Confidence Games: Money and Markets in a World without Redemption

Martin Shubik (Yale University, New Haven, Connecticut, USA,E‐mail: martin.shubik@yale.edu)

International Journal of Social Economics

ISSN: 0306-8293

Article publication date: 2 October 2007

88

Citation

Shubik, M. (2007), "Confidence Games: Money and Markets in a World without Redemption", International Journal of Social Economics, Vol. 34 No. 11, pp. 899-900. https://doi.org/10.1108/03068290710826431

Publisher

:

Emerald Group Publishing Limited

Copyright © 2007, Emerald Group Publishing Limited


Caveat lector! This review is written by a reviewer whose own work has been referred to with some praise. Thus, the reader should apply the appropriate discount or premium or “haircut” called for to adjust for any perceived bias.

Having provided my warning, my quick reaction to this highly original book is that it is both great fun and highly instructive to read. Taylor provides a heady blend of philosophy, art, religion, economics and finance to illustrate the development of the new financial order and to consider the melding of abstractions in art, religion and economics in the production of the new order.

This reviewer is possibly less philosophically bent than he should be (at best a closet logical positivist). Thus, the niceties of where Aristotle, Kant, Nietzsche or Hegel have influenced the sea change in modern finance, are of less interest to the reviewer than the impression that Taylor is completely on target in his description of the separation the underlying physical economic reality and the abstract game of finance.

The new games involving creating and betting on abstract instruments further and further distanced from physical assets and organizations are part of the manifestation of system complexity caused by the rise of the vast anonymous modern exchange system “in which substance becomes an endless process where everything solid dissolves into perpetual circulation” (p. 109).

Tied in with the commentaries on art and religion is a well‐documented history in the history of the changes in finance in the USA in the past half century complete with nice semi‐technical explanations and definitions of many of the host of new financial instruments now in play. These include puts, calls, options, swaps, repos, futures and others.

The importance of the rise of the internet is stressed and its enormous influence on the dynamics of trading technology is emphasized. The rise of Netscape, Yahoo and other multi‐billion dollar valuation firms with no visible revenues is discussed.

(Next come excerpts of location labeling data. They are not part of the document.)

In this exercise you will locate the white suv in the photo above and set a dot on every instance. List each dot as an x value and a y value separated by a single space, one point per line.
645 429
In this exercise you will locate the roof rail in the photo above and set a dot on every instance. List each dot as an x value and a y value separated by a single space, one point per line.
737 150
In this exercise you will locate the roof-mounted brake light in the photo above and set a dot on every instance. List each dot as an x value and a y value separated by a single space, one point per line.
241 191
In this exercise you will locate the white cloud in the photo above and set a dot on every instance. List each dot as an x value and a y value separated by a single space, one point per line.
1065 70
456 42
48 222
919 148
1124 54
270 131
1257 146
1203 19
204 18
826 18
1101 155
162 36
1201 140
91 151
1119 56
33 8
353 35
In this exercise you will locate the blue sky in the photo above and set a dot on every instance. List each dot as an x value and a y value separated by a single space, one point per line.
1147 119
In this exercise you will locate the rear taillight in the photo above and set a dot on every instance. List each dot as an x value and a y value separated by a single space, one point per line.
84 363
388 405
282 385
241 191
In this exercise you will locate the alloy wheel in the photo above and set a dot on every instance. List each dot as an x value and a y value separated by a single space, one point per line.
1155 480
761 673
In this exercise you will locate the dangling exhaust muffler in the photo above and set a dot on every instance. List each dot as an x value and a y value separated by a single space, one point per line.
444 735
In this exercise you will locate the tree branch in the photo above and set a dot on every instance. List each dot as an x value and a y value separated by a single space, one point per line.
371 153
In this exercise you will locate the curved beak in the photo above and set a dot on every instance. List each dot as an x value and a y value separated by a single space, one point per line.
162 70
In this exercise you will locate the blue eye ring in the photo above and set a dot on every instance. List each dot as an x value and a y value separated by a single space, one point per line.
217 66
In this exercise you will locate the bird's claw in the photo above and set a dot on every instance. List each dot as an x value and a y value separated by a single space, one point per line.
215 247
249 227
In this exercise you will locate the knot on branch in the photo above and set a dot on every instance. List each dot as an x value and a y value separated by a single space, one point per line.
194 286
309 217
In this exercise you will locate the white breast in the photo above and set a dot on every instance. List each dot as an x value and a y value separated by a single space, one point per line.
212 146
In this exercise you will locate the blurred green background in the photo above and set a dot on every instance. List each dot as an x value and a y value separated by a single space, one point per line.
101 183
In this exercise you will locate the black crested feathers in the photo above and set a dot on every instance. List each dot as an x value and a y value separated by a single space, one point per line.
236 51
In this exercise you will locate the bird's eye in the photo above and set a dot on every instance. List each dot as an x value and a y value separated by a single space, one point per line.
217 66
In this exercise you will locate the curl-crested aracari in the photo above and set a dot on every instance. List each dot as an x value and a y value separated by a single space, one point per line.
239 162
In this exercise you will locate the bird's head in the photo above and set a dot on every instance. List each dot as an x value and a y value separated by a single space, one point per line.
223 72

The shrinking of the base of monetary reserves with an inverted pyramid of paper credit is described along with a discussion of the increase in volatility in the system. The gap between the new classical finance of rational expectations, efficient market theory and the actual systems dynamics seen in the markets is noted.

The role of network increasing returns to scale is touched upon, but the economic importance of this phenomenon is unfortunately not developed sufficiently.

The tale of the rise and fall of Long Term Capital Management is told as a parable and used to illustrate the hubris of the exponents of conventional mathematical finance theory willing to link thin margins on other people's money in pursuit of the glitter of gain, to be brought down by the reality of the shape of actual risk.

Although the name of Hayek is well known to most economists and his works have been and should be read by those who are beginning to appreciate the role of information and communication in the network economy, the name of Simmel and his great visionary work Philosophy of Money is hardly known to the economics profession, but should be. This book is a worthy modern descendent of that great book and will help restore an interest in studying and understanding the role of money in the context of society as a whole.

The interplay of information and its abstraction in the process of network communication marks a step forward in the understanding of human organization that goes far beyond the confines of mere economics or finance. This book will stretch both the reader's understanding and imagination.